Synopsis: Squadron Supreme 1 was written by Mark Gruenwald with Bob Hall on pencils and John Beatty on inks and opens with Hyperion trying to save the Squadron’s satellite headquarters. With the aid of Amphibian and Doctor Spectrum, he manages to bring it to the ground without any real problem. Elseswhere, Nighthawk, Lady Lark, Golden Archer and Tom Thumb try to deal with a fire from an abandoned factory. Somewhere else entirely Hawk, Nuke, Power Princess and Arcanna try to stop some looters, only to realise that they are just desperate people and when the national guard show up to shoot the looters, they battle the soliders to protect the poor and desperate people they were about to take in.
Meeting at a new base, the Squadron Supreme start to talk about their experiences and how their Earth has kind of turned to shit after the Overmind took them over, including Nighthawk, who was the US President. The world being pushed to the brink tells the team all they need to know and Power Princess and Hyperion talk about what to do about it. They intend to bring the Earth to a utopia. The team votes, the only naysayers are Amphibian, who disagrees, but will help and Nighthawk, who just sees the slippery slope to fascism so very clearly. The motion is passed, the Squadron will begin to battle not supervillains, but the rest of the world’s problems. The team go their separate ways to tie up the loose ends of their lives.

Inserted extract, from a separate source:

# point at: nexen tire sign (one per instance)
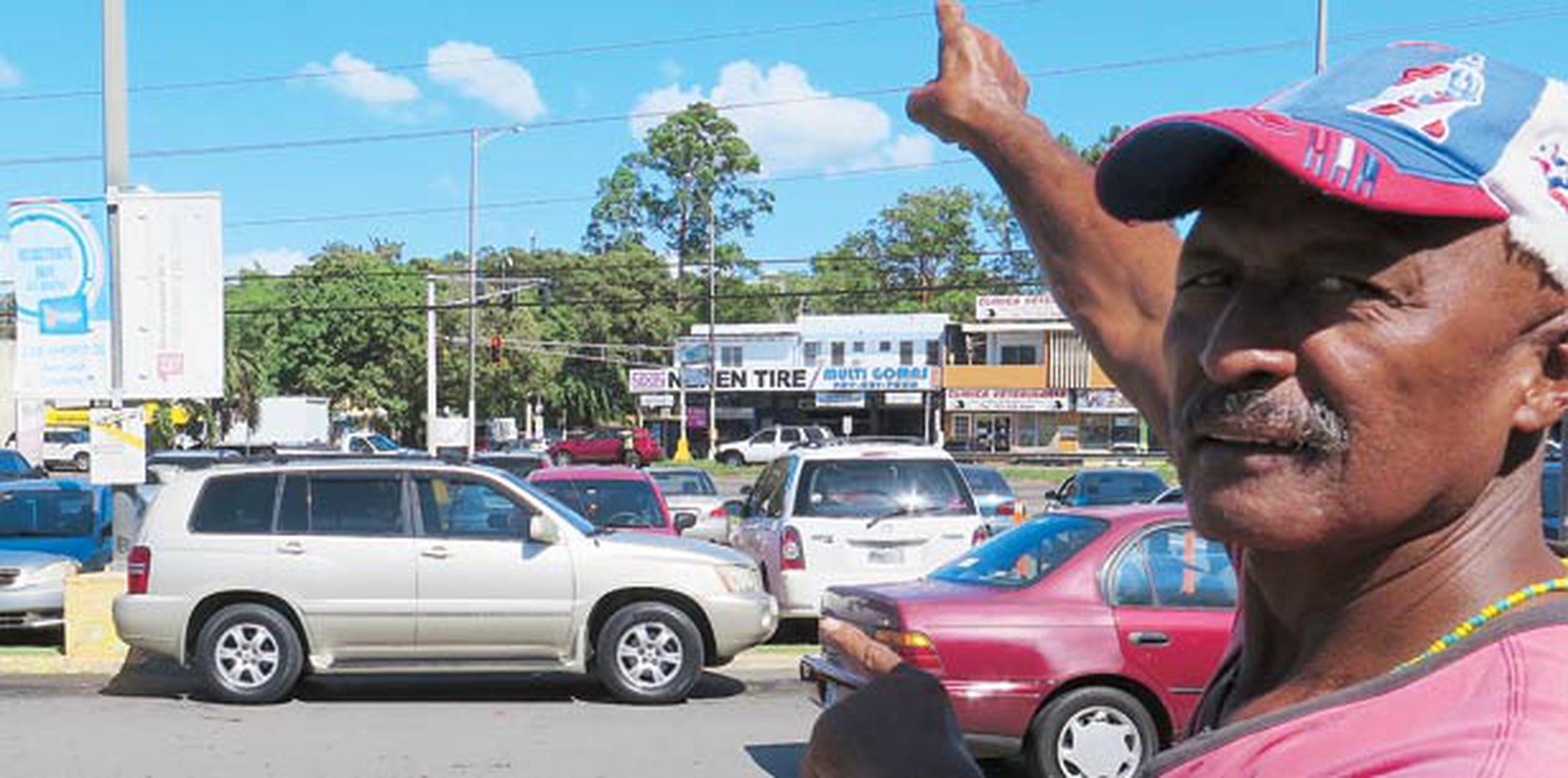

Arcanna, goes to see her family, Hawk learns that his father has passed away, with their conflict unresolved. Tom Thumb works on the satellite’s AI. Doctor Spectrum tries to scrounge up a date for the evening. Nuke visits his cancer suffering parents. Amphibian sees his dolphin family. Golden Archer and Lady Lark clear out their apartments. Nighthawk checks in at the White House. Power Princess goes to see her love, who she has been with since the 40’s. Whizzer goes to see his wife and daughter. Hyperion goes to see his on again/off again girlfriend Lonni. The world is in chaos, he flies in to an unlit room and rather than show ANY tact at all, decides to tell her that he was her colleague Mark Milton and that to be honest, he doesn’t really see them having a real relationship, he’s an alien and all that. He led her own mainly for companionship and on that heartbreaking exclamation he flies off to see if he and Nighthawk are still friends.

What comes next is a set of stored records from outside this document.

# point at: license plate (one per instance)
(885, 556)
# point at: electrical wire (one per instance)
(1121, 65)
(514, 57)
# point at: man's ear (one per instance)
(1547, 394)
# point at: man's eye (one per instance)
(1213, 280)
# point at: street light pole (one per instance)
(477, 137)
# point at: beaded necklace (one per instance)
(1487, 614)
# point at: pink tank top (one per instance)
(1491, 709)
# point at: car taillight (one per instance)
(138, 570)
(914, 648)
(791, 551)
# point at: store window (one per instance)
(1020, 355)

They are, but Nighthawk can see what is happening and doesn’t like it. He fashions a bullet out of Argonite and the next day at a press conference, he is about to kill Hyperion, knowing the Squadron can’t follow through with this Utopia plan without his leadership and power. The bullet is the only thing that can kill Hyperion, but just as he announces that they will take over and help create a better world, Nighthawk realises that he can’t shoot his friend to free the world.
Notes: Well lets get this out of the way, the Squadron Supreme is very thinly veiled Justice League of America pastiche. This is another Earth, but this is Marvel’s take on the League. Each character is a direct analogue.
Hyperion = Superman
Nighthawk = Batman
Power Princess = Wonder Woman
Lady Lark = Black Canary
Golden Archer = Green Arrow
Nuke = Firestorm
Tom Thumb = The Atom
Arcanna = Zatanna
Doctor Spectrum = Green Lantern
Hawk = Hawkman
Amphibian = Aquaman
Whizzer (No seriously, called the whizzer) = Flash
That doesn’t really get in the way of the story, in the same way that the characters in Watchmen are the Charlton Heroes. This isn’t however Marvel’s Watchmen, this is a more hopeful story and a more mainstream examination of what happens when heroes try to make lasting changes in the world they live in. Unlike other hero vs hero stories, I can happily see each side. Hyperion wants to save the world, especially from itself. I get that, but Nighthawk sees that giving Utopia, without man earning it, will cause more problems down the road and it’s not hard for this to become a police state. This is the skill in what Gruenwald does. He knows these characters, he breathes their stories and lays the story out in bite size chunks to make this a satisfying issue. The pencils and inks are also very capable and fitting for the story, but the colours haven’t aged well and it’s clearly the writing that makes this such a great read.
This is worth giving a try, it is a stand-out by Gruenwald, who had a long and solid career, but is often overlooked by history.